Dans les rythmes calmes de Westminster, peu d'accusations sont aussi tranchantes que celles suggérant qu'un ministre senior complote pour renverser son propre leader. Pourtant, cette semaine, c'est précisément le langage qui entoure Wes Streeting, le secrétaire à la santé britannique, après que des briefings aient fait surface, affirmant qu'il était prêt à lancer un coup de leadership contre le Premier ministre Sir Keir Starmer.
L'histoire a commencé avec des briefings anonymes attribués à des alliés du Premier ministre et à des initiés de Downing Street, qui suggéraient que Streeting se positionnait pour défier le leadership de Starmer — capitalisant potentiellement sur la pression politique croissante, des chiffres de sondage en baisse et un mécontentement interne. Les critiques ont décrit le récit en des termes stark, utilisant le mot "coup", impliquant non seulement une manœuvre politique, mais une tentative orchestrée de prendre le contrôle de la direction du gouvernement de l'intérieur.
Streeting a fermement nié les allégations.
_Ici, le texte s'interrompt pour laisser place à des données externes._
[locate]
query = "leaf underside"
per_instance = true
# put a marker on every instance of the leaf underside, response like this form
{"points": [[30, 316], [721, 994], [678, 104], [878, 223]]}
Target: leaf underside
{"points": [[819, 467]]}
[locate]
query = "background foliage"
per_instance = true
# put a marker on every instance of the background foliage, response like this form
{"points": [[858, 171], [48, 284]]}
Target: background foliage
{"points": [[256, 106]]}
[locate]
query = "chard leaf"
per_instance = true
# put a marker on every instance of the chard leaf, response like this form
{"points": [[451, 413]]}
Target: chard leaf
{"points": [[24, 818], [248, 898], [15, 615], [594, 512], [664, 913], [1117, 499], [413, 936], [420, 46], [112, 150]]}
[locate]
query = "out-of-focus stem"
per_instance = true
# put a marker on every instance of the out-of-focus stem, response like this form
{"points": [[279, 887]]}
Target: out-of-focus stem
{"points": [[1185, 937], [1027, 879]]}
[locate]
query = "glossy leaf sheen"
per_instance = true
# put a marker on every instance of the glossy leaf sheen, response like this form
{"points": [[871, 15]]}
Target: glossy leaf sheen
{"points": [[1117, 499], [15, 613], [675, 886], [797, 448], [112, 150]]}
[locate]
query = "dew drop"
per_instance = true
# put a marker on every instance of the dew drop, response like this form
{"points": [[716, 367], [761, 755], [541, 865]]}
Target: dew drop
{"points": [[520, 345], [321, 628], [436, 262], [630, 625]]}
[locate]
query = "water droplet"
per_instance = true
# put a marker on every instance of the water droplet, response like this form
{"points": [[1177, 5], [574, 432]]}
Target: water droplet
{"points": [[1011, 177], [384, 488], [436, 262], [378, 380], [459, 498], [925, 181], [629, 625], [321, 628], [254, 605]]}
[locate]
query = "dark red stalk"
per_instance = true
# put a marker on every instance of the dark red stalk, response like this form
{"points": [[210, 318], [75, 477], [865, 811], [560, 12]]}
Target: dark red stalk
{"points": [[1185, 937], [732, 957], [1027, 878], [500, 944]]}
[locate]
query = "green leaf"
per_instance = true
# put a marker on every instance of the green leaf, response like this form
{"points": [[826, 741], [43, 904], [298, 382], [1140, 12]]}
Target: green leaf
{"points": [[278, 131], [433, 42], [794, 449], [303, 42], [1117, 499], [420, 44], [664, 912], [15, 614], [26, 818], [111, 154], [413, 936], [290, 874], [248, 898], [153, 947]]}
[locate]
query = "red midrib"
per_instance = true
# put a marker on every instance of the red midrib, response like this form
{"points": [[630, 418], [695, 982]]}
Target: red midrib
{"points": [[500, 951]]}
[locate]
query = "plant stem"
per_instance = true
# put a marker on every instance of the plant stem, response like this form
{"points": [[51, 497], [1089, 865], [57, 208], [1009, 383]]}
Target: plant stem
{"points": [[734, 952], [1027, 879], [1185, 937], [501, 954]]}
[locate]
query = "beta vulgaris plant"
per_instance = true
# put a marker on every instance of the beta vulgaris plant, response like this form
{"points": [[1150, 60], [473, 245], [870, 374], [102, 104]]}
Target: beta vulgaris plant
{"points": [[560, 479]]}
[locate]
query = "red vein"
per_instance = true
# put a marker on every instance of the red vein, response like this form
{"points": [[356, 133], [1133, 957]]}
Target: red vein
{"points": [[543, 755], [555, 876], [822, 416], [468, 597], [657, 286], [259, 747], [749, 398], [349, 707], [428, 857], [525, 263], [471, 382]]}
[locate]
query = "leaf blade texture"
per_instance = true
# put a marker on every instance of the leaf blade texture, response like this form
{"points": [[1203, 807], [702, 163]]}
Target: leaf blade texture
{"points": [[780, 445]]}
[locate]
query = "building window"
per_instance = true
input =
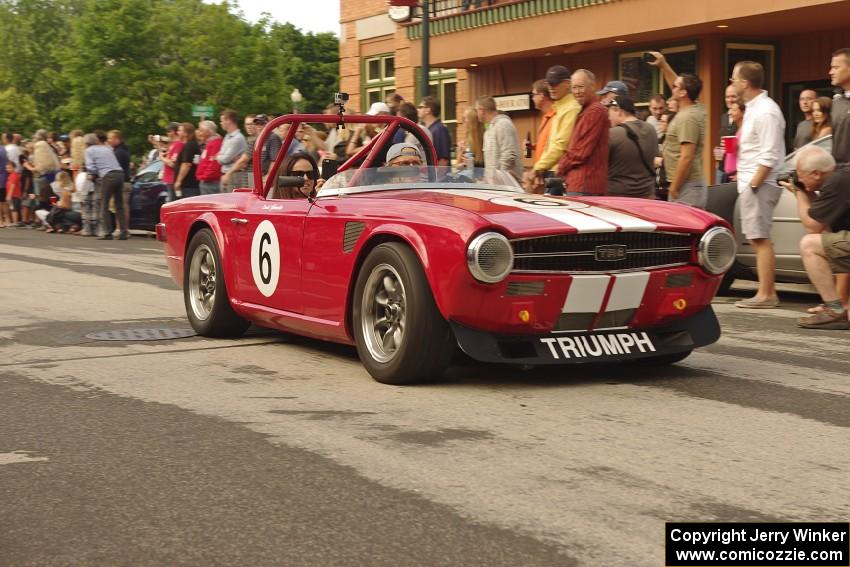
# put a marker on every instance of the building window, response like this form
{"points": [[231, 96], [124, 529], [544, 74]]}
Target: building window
{"points": [[442, 85], [644, 80], [378, 79]]}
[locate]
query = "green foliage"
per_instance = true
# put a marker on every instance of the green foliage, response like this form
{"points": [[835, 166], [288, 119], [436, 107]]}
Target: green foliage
{"points": [[136, 65], [18, 111]]}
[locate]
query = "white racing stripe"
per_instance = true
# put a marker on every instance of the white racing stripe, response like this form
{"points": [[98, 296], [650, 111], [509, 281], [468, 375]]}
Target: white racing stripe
{"points": [[628, 222], [627, 292], [571, 213], [585, 294]]}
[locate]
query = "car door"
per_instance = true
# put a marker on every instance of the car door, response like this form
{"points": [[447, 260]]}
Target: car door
{"points": [[147, 193], [268, 237], [787, 229]]}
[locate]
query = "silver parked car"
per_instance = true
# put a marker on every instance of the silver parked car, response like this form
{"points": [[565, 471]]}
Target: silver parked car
{"points": [[786, 232]]}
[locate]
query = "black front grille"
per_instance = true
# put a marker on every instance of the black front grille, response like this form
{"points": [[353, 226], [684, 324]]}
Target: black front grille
{"points": [[577, 252]]}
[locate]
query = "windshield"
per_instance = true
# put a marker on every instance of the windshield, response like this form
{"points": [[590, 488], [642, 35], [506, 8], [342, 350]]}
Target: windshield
{"points": [[417, 177]]}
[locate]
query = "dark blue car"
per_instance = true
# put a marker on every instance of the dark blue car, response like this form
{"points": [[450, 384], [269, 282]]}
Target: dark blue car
{"points": [[147, 195]]}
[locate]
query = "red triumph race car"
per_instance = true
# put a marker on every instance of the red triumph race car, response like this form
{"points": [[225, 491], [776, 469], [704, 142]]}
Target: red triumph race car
{"points": [[408, 263]]}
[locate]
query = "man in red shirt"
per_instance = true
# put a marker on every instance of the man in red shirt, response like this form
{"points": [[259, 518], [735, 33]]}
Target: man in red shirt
{"points": [[13, 191], [584, 167], [169, 158], [209, 169]]}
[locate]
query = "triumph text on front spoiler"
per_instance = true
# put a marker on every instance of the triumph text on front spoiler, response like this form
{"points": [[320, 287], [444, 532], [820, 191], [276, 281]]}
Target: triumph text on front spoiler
{"points": [[727, 536], [591, 346]]}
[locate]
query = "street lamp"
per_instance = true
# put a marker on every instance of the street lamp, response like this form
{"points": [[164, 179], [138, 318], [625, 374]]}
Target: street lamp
{"points": [[296, 97]]}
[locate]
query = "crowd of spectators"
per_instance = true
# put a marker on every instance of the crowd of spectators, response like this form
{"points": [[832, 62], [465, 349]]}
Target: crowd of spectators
{"points": [[589, 141]]}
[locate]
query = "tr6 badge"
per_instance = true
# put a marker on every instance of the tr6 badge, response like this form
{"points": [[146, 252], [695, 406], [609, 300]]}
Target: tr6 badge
{"points": [[611, 252]]}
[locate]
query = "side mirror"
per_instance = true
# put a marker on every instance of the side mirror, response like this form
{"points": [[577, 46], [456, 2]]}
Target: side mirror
{"points": [[290, 181], [329, 168], [554, 186]]}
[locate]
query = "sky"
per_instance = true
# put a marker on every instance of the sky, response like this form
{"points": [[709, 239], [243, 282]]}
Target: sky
{"points": [[309, 15]]}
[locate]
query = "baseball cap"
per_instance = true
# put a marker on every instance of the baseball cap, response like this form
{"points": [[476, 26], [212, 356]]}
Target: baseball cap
{"points": [[403, 149], [624, 102], [557, 74], [377, 108], [618, 87]]}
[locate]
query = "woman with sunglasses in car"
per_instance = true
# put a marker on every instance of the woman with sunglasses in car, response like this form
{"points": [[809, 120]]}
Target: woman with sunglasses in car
{"points": [[299, 164]]}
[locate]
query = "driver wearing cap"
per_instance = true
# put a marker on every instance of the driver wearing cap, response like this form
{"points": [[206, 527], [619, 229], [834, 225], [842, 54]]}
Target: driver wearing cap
{"points": [[403, 154]]}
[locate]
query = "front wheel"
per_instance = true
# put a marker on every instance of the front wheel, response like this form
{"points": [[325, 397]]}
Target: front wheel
{"points": [[205, 291], [400, 334], [664, 359]]}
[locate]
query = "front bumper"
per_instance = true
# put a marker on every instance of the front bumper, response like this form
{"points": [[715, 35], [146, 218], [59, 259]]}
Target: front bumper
{"points": [[679, 336]]}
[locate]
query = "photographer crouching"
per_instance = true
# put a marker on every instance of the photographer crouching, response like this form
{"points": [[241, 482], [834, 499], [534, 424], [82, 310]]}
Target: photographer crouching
{"points": [[826, 217]]}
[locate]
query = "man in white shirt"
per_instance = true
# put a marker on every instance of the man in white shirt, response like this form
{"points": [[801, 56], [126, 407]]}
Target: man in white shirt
{"points": [[760, 156], [13, 151]]}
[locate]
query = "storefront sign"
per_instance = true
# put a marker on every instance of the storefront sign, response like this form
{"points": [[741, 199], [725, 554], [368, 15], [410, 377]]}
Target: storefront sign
{"points": [[512, 103]]}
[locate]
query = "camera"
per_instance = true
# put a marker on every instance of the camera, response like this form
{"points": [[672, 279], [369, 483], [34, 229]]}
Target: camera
{"points": [[791, 178]]}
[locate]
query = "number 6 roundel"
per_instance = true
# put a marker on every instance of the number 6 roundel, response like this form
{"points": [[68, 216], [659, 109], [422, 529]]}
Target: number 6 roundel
{"points": [[265, 258]]}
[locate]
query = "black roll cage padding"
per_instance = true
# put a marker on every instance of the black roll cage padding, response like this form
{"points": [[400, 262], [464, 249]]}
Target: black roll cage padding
{"points": [[369, 153]]}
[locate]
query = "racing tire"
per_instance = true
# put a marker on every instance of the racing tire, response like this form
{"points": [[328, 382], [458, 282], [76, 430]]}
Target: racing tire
{"points": [[205, 291], [401, 336], [664, 359]]}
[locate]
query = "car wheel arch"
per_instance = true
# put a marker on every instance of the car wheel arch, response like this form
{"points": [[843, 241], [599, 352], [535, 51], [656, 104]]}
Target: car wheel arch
{"points": [[209, 221], [375, 239]]}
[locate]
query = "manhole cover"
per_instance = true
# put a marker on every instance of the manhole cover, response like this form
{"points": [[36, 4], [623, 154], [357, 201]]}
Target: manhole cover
{"points": [[141, 334]]}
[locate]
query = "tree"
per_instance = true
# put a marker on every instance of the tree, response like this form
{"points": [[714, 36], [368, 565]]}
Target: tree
{"points": [[136, 65], [18, 111]]}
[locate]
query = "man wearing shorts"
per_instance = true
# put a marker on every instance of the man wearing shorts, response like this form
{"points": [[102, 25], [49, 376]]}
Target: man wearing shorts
{"points": [[826, 249], [761, 153]]}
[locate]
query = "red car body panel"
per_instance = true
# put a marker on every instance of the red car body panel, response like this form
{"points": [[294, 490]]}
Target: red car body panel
{"points": [[317, 275]]}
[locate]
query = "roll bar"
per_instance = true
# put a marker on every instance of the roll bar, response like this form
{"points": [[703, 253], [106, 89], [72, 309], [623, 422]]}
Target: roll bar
{"points": [[369, 153]]}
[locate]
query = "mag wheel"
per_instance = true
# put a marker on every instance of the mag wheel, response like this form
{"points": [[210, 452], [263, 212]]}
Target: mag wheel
{"points": [[664, 359], [401, 336], [205, 293]]}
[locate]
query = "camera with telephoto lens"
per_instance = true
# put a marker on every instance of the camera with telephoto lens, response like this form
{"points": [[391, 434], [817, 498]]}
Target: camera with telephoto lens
{"points": [[791, 178]]}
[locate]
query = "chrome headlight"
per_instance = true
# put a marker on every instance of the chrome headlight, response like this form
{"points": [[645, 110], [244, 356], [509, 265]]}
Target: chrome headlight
{"points": [[490, 257], [717, 250]]}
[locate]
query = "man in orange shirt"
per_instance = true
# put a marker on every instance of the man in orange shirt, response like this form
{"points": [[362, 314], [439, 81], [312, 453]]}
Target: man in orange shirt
{"points": [[542, 102], [13, 192]]}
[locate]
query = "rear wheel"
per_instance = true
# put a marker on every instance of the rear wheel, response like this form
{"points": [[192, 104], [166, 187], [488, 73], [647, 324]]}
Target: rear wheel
{"points": [[400, 334], [205, 292]]}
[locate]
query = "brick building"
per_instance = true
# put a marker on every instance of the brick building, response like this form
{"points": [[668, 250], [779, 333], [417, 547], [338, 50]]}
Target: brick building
{"points": [[502, 46]]}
Dans des commentaires publics, il a rejeté l'idée qu'il complotait une quelconque candidature à la direction, qualifiant les affirmations de "catégoriquement fausses" et les comparant à des théories du complot ayant "trop d'influence de Celebrity Traitors". Il a également exhorté le Premier ministre Starmer à renvoyer quiconque était à l'origine des briefings anonymes, décrivant la culture des rumeurs internes comme "autodestructrice" et "toxique".
Le Premier ministre lui-même est intervenu dans la mêlée, assurant aux législateurs qu'il n'avait jamais autorisé d'attaques personnelles contre des ministres du cabinet et insistant sur le fait que de tels briefings étaient "complètement inacceptables". Starmer a exprimé sa confiance en son chef de cabinet et a nié que Downing Street ait dirigé de telles rumeurs, même si l'épisode s'est déroulé dans un contexte de pression politique plus large.
Pour Streeting et ses alliés, l'accusation va au-delà d'une simple compétition pour le leadership. Elle touche à des questions de loyauté et de responsabilité collective à un moment où le gouvernement est déjà sous pression de la part des partis d'opposition et des critiques internes. Streeting a répondu en mettant en lumière ce qu'il a appelé une "culture toxique" au sein de Number 10, appelant à la responsabilité de ceux qui sont derrière la spéculation plutôt que d'accepter le récit selon lequel il cherche activement à évincer son leader.
Les commentateurs politiques notent que Westminster n'est pas étranger aux rumeurs de manœuvres de leadership, surtout lorsqu'un gouvernement fait face à des sondages difficiles ou à des choix politiques sensibles. Ce qui distingue cet épisode, cependant, c'est l'intensité du langage utilisé — et le fait que les allégations de "coup" viennent non pas de rivaux politiques, mais de l'orbite même du parti au pouvoir.
Alors que Streeting continue dans son rôle de secrétaire à la santé, il a réitéré sa loyauté envers le Premier ministre et a présenté le débat comme une distraction par rapport aux priorités politiques. Que l'affaire marque une rupture plus profonde ou simplement une querelle interne qui s'estompera bientôt reste à voir, mais elle a déjà souligné à quel point la loyauté politique, l'ambition et la spéculation médiatique sont entrelacées au cœur du gouvernement britannique.
Avertissement sur les images AI (formulation modifiée) Illustrations produites avec l'IA et servant de représentations conceptuelles.
Sources Reuters BBC News The Guardian Financial Times Associated Press The Telegraph (accusation référencée) — comme rapporté dans les résumés d'actualités aujourd'hui.